Putting It Together: A Container’s Birth
When you type docker run, here’s what actually happens:
- Docker calls
clone()with a set of namespace flags to create a new, isolated process tree. - The new process gets its own PID namespace (sees itself as PID 1).
- Docker creates a new network namespace, attaches a veth pair, and bridges it to the host’s network.
- Docker creates a new mount namespace, pivot_root to the container image’s filesystem.
- Docker creates a cgroup for the container and assigns it CPU/memory/pids limits.
- Docker joins the container’s namespaces, so it can exec into it.
The container’s init process then runs as a normal Linux process—scheduled by the same kernel scheduler, sharing the same hardware.
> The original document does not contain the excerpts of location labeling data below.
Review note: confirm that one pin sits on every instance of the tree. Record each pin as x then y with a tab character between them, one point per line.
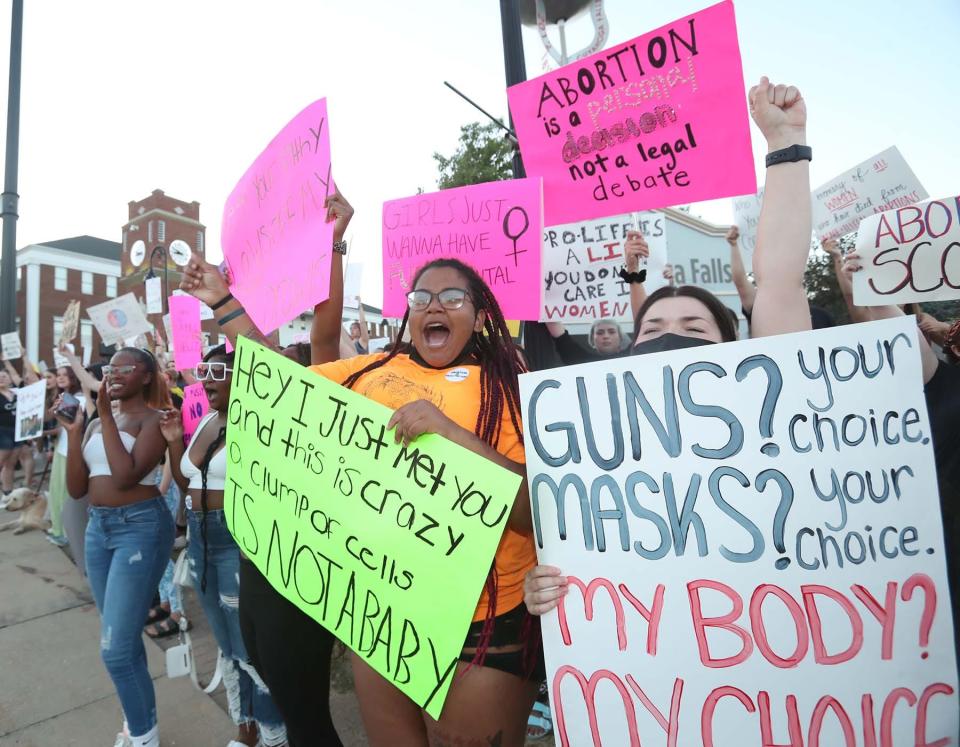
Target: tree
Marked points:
483	155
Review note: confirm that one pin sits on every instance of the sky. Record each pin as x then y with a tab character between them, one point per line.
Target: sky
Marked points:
120	97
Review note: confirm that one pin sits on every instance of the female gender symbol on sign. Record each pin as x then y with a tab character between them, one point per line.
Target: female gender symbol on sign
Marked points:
512	237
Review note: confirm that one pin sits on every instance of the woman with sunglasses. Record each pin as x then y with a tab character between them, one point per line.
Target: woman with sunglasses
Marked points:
462	360
129	535
200	471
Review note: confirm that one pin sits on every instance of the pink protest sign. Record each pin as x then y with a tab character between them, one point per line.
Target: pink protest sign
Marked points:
195	406
659	120
276	240
185	326
494	227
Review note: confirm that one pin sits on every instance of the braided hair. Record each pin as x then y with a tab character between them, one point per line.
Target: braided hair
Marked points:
219	352
500	365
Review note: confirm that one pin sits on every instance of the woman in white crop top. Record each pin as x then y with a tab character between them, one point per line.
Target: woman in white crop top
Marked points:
130	531
201	472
No virtualization overhead. No emulation. Just isolation.
Why This Matters Today
Understanding namespaces and cgroups helps troubleshoot without magic:
- "Why can’t I ping the host from the container?" – Network namespace isolation. You need a bridge or port mapping.
- "Why does my container get killed for no reason?" – Cgroup memory limit. Check
dmesgfor OOM events. - "Can I run a privileged container?" – Yes, by breaking out of namespaces (
--privileged). That’s a security risk, not a feature.
The ecosystem has moved to user namespaces, cgroup v2, and more granular control—but the fundamentals haven’t changed since 2008. Containers are not a new technology. They’re a clever repackaging of Linux’s most powerful isolation primitives.